Forum OpenACS Q&A: Response to Data migration

Collapse
Posted by Andrew Grumet on
In addition to everything above, we've also contemplated an intermediate XML representation for purposes of content syndication and reuse (cf http://www.imsproject.org/). After talking to Michael B. about this and also given our time constraints, this approach is going to have to wait.

On the other hand, it seems like there could be significant value in separating out the process of getting data out of the old system from putting data into the new system. I've been pondering this a bit and think the following design pattern could be useful later without adding much overhead to our task:

  1. Create a separate database pool for the ACS3x system and call the pool "acs3x"

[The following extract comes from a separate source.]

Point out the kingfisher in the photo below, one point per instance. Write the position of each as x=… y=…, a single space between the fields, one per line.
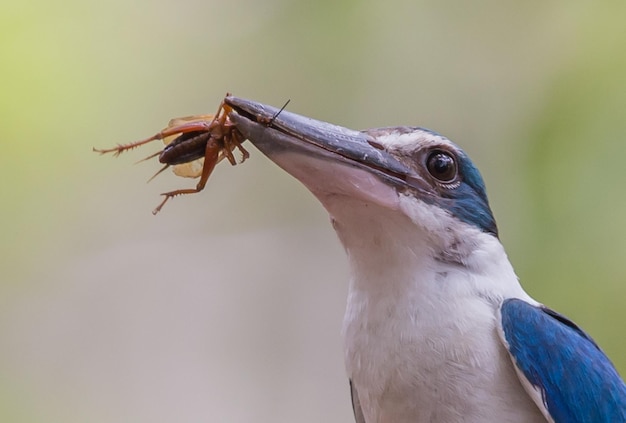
x=437 y=326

  2. Keep this pool out of the db API's hands by adding the following to our config file
    ns_section ns/server/${server}/acs/database
    ns_param AvailablePool pool1
    ns_param AvailablePool pool2
    ns_param AvailablePool pool3
    
    
  3. Push any content-fetching code out into a proc that returns a database cursor...
    
    set db [ns_db gethandle acs3x]
    
    # should return a cursor containing the following columns:
    #    email, first_names, last_name, screen_name, password,
    #    member_state
    
    set selection [migration_user_data $db]
    
    while { [ns_db getrow $db $selection] } {
        set_variables_after_query
        # do stuff with the data
    }
    
    ns_db flush $db
    
    
  4. Content-fetching procs look like this
    proc migration_user_data db {
    
        set sql "select ... from ... where ..."
    
        set selection [ns_db select $db $sql]
        return $selection
    
    }
    
  5. Migration teams customize the content-fetching procs only.
This is perhaps not quite as pretty as the .NET "DataSource" abstraction because it ties you to the ns_db API when your underlying data might actually be XML. On the other hand, it uses native AOLserver api call (== no overhead to us) and saves you from having to ram everything into memory first before doing the INSERTs.

We've actually come quite a way since my last post, and have draft scripts to import: users, dotllrn-users, communities, departments, terms, subjects, classes, subgroups, faqs, news. We're in the process of refining these scripts, adding new ones, and starting to tune various queries now that we have about 70,000 acs_objects in the system.

We're happy to work with anyone who wants to help, and to hand out copies of our buggy unfinished scripts ;) This being somewhat different than designing a new toolkit, I suspect folks won't feel too locked out if we wait until we're finished (late June at the latest) to release. But speak up if you'd like this effort to be more open.